El cuervo no dejó lo que estaba haciendo. Una voz profunda y tónica, como si hablara desde el interior de una campana, se dejó oír en el aire:

—Eso es debatible. Actúan así para no ver los ojos rojos sobresaliendo, la lengua negra caer sobre el mentón… —respondió, dejando que las vibraciones de la “ene” resonaran a su alrededor—. Quizás sea cierto que es una visión que corta el apetito. O que atenta contra la dignidad de aquel que pasa. Pero al final… no quieren que se les recuerde su propia mortalidad.

Joseph asintió de lado, dando a entender aquiescencia, y su vista se fijó en el cuerpo del joven Mairus.

—Espero que haya pasado sin incidentes —murmuró con voz suave—. El chaval tuvo mala suerte.

—Si pudieras preguntarles, te aseguro que todos dirían lo mismo.

El tendero se dio la vuelta y disimuló una risa con la mano, como si se estuviera acariciando la barba. La Muerte no tenía sentido del humor, y era una estupidez reírse si después iba a tener que perder tiempo en explicarle por qué lo había hecho. Así que se retiró unos pasos y dejó que el cuervo disfrutara a su antojo.

Mientras esto ocurría, Joseph reflexionó sobre cómo debía abordar el tema.

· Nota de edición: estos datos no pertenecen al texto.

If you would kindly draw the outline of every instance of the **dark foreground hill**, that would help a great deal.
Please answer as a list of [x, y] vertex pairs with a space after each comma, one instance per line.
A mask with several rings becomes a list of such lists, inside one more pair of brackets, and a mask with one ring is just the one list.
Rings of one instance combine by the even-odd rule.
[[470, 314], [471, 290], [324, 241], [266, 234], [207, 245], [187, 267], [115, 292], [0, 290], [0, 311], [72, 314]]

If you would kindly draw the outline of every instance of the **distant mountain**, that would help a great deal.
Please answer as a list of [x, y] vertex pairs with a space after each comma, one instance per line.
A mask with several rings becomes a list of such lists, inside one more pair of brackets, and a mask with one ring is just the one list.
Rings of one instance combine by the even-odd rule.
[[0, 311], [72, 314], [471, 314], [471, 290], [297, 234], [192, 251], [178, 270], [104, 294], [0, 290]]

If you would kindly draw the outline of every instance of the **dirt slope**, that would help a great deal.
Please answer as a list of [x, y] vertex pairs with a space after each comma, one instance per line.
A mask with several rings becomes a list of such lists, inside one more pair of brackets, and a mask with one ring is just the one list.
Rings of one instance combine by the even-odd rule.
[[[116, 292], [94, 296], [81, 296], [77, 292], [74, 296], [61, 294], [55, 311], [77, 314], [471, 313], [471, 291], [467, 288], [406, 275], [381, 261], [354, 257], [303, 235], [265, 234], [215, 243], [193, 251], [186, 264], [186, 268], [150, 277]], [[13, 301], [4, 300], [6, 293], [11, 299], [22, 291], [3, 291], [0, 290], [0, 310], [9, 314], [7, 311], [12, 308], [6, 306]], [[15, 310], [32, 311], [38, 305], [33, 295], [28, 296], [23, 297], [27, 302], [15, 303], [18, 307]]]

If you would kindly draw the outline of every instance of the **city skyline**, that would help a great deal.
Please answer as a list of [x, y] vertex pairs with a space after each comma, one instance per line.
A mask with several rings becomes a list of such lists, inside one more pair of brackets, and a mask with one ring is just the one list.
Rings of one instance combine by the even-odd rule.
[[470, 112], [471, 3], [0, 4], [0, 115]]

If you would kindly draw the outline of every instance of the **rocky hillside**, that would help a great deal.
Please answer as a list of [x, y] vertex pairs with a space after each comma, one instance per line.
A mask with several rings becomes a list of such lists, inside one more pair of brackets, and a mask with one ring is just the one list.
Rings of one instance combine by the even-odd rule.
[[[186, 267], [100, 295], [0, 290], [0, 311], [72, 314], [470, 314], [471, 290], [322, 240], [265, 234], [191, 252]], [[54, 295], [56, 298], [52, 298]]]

La Muerte, y otros seres cuya función o razón de ser respondía al orden natural, se consideraban —con excepciones, claro está— neutrales. No sería fácil hacerle hablar sobre aquellas otras entidades que habían participado en el estancamiento de la humanidad.

—He oído… —empezó a decir con tono casual, mirando un avispero con curiosidad— que una de tus hijas ha dejado a sus hermanas.

Joseph escuchó el ruido de un aleteo seguido de una oleada de frío. No era algo “figurado”, como una sensación; sino que fue literal. Y el tendero sabía por qué: La Muerte había adoptado su verdadera forma.